“Viaggi” di migranti asiatici irregolari, cinque “passeur” patteggiano a Torino

11 Febbraio 2020

Erano stati arrestati dalla Polizia di frontiera in cinque, al tunnel del Monte Bianco, per aver tentato, in due occasioni all’inizio dello scorso anno, di portare in Francia in tutto cinquanta migranti asiatici sprovvisti di documenti, pericolosamente stipati su monovolume e furgoni. Da allora erano rimasti in cella, fino all’udienza tenutasi nelle scorse settimane. Comparsi dinanzi al Gup Giulio Corato del Tribunale di Torino, per rispondere di favoreggiamento dell’immigrazione clandestina aggravato, hanno patteggiato un anno e sei mesi di carcere ognuno (pena sospesa), oltre a multe dai 60mila ai 300mila euro, e sono stati scarcerati. L’accusa era rappresentata dal pm Valerio Longi.

Da quegli arresti, alla luce di alcune similitudini, erano iniziate le indagini sull’esistenza di un’organizzazione dei “viaggi”. Al prender corpo di tale ipotesi, il fascicolo era passato dagli uffici di via Ollietti alla Direzione Distrettuale Antimafia del capoluogo piemontese. Gli sviluppi del quadro indiziario iniziale – curati dalla Squadra Mobile della Questura di Aosta e dal Servizio Centrale Operativo della Polizia –  erano culminati, lo scorso novembre, nell’operazione “Connecting Europe”, con cui gli inquirenti ritengono di aver individuato, in sei iracheni, i vertici dell’illegale “agenzia di viaggi” che “smistava” da Torino, verso i Paesi di loro scelta, i profughi giunti in Italia da Iran e Iraq.

L’inchiesta è ancora aperta e l’udienza del 13 gennaio scorso era limitata alle responsabilità nei due episodi in cui gli imputati erano finiti in manette. Il 17 gennaio 2019, i poliziotti diretti dal vicequestore Alessandro Zanzi avevano arrestato due pakistani (di 43 e 51 anni), un romeno (51) ed un iracheno (31). Tre guidavano una Volkswagen Touran, una Renault Trafic e un furgone Renault Master su cui erano state trovati 38 migranti (prevalentemente pakistani ed iracheni) senza “titolo di residenza permanente” in Francia. Il quarto era in possesso di documenti relativi a movimentazioni di denaro e fotocopie dei documenti dei passeggeri.

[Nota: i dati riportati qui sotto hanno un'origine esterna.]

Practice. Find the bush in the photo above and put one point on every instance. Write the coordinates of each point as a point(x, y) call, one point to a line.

Proprio l’autista del mezzo con ventisei persone nascoste nel vano di carico (tra le quali due minori) aveva reso al pm Eugenia Menichetti un interrogatorio ritenuto investigativamente interessante, spiegando che la “carovana” era diretta in Spagna e che, per fare da autista di quel “trasferimento”, gli erano stati promessi 500 euro, da riscuotere una volta tornato in Italia, dopo la consegna del “carico”. Il mezzo era stato noleggiato a Torino e il conducente aveva dichiarato di essere stato contattato, come già avvenuto in passato, per uno spostamento di mobili.

Il 9 febbraio 2019, aprendo gli sportelli di un Mercedes Benz Sprinter fermato poco prima  sulla piattaforma italiana del traforo, gli agenti si erano invece trovati di fronte a dodici profughi tutti di etnia Curda, che avevano dichiarato di arrivare da Iran e Iraq (non mancavano, anche in quel caso, cinque minori). L’arresto era scattato per il 24enne iracheno trovato alla guida. A lui, come anche nelle imputazioni sul “viaggio” di gennaio, era addebitata l’aggravante di aver “sottoposto le persone trasportate a trattamento inumano” (nessuna apertura per l’aerazione, né sedili) e di averle esposte “a pericolo per la loro vita o incolumità”.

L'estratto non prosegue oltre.